What was your biggest ‘A-HA’ moment listening to the patient stories in Frontiers of Care?
A mentor once told me that as a journalist I would get the chance to ask questions of people that under normal circumstances you would not get to ask AND you would learn about things that you might not get a chance to hear about first hand if you weren't in this position. In this case, every interview felt like an 'A-HA.'
When I learned about fetal surgery from Dr. Van Meighem I was floored; when the details of HIPEC surgery was recounted to me, I was literally at a loss for words. Although I know these are medical procedures backed by science and technology and training and expertise...it all still sounded a bit mystical to me. My respect for these medical professionals has always been very high, but hearing about what they do every day truly shifted something in me, deepening the awe I feel for the medical profession.
What stuck with you most about Sinai Health and its care?
I was consistently astonished by how personal the relationships felt between the medical professionals and patients. There were so many instances when a doctor would say, 'Ohhh, I remember how charming, x person was, or funny or attentive or apprehensive.'
They were actively engaged in the lives of these patients and it struck me every time as special and worth noting. Great care is one thing, but witnessing real human connection is so special and Sinai Health does that really, really well.
What do you want listeners to take away with them after listing to Frontiers of Care?
That we owe an enormous debt to those who work tirelessly to make sure institutions like Sinai Health are available to us. We are beyond fortunate to have access to this level of care and I’d hope that listeners would take home a deeper understanding of that AND a deeper understanding of how truly skilled and compassionate these healthcare professionals really are.
How has your perspective on healthcare changed having hosted this podcast living through a global pandemic?
Having the opportunity to sit down and speak frankly and intimately with those on the frontlines of this crisis was a privilege. It was a privilege to ask these probing and sometimes personal questions knowing that the level of worry that these healthcare professionals were experiencing was off the charts, especially for the long-term care episode. If anything, my gratitude for these caregivers just deepened because I got the chance to hear their stories firsthand.
What’s your strategy in taking the listener along someone’s very personal and sometimes complicated health journey?
My job is to be the bridge and ask what the listener would ask. We are talking about some complex stuff, so asking that one extra question of our guests was so important. When you’ve told your story (a lot) to friends, family, colleagues, it’s easy to answer with a kind of short-hand...my job was to get the interviewees to spell it all out because that is what the listener needs in order to be invested in the story.
What do you like best about podcasts as a storytelling medium (vs books, movies, etc)?
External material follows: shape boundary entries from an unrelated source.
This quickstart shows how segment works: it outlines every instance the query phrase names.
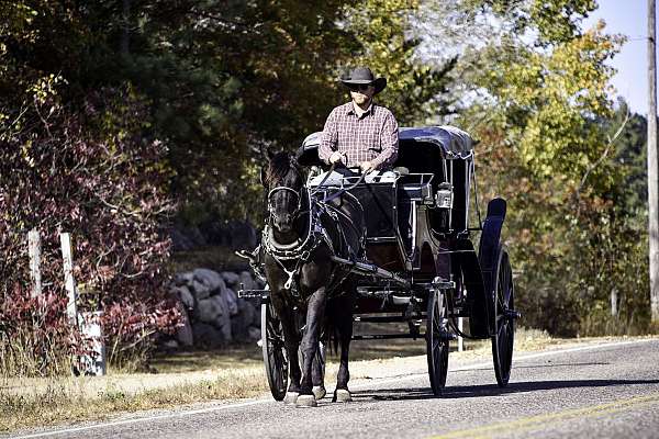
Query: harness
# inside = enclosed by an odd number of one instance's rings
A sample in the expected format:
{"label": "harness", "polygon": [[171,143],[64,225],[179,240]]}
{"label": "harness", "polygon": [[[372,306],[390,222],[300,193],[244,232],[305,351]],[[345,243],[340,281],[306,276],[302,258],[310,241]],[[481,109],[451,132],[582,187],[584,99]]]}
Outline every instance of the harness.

Intimacy. There is something so intimate about connecting one voice to one ear. It’s like an IV to your brain, to your heart and soul if it’s done right. There is little room for distraction when you are engaged in the kind of active listening a well-done podcast inspires.
What are your tips for being a good listener and finding the heart of a story?
I think we are all born to connect with stories so it’s already in us to want to be told a good story. There is so much heart in all of these stories and so many charming characters to root for. The team did all the right things, from the sound design to the storytelling, so it’ll be easy to be drawn into these worlds. The heart of the story will emerge if you just let it.
How are you protecting your mental, physical and emotional health as we enter the second year of the pandemic?
I exercise every day and walk my dog a million times a day. As Dr. Kim Coros says in the podcast, “movement is medicine,” so I take that to heart. I am lucky to have my daughter and partner with me in lockdown and they are both so easy to live with. I am also fortunate to work with my closest friends, so I get lots of belly laughs and deep connections during the course of a day. Staying connected to the world is really important.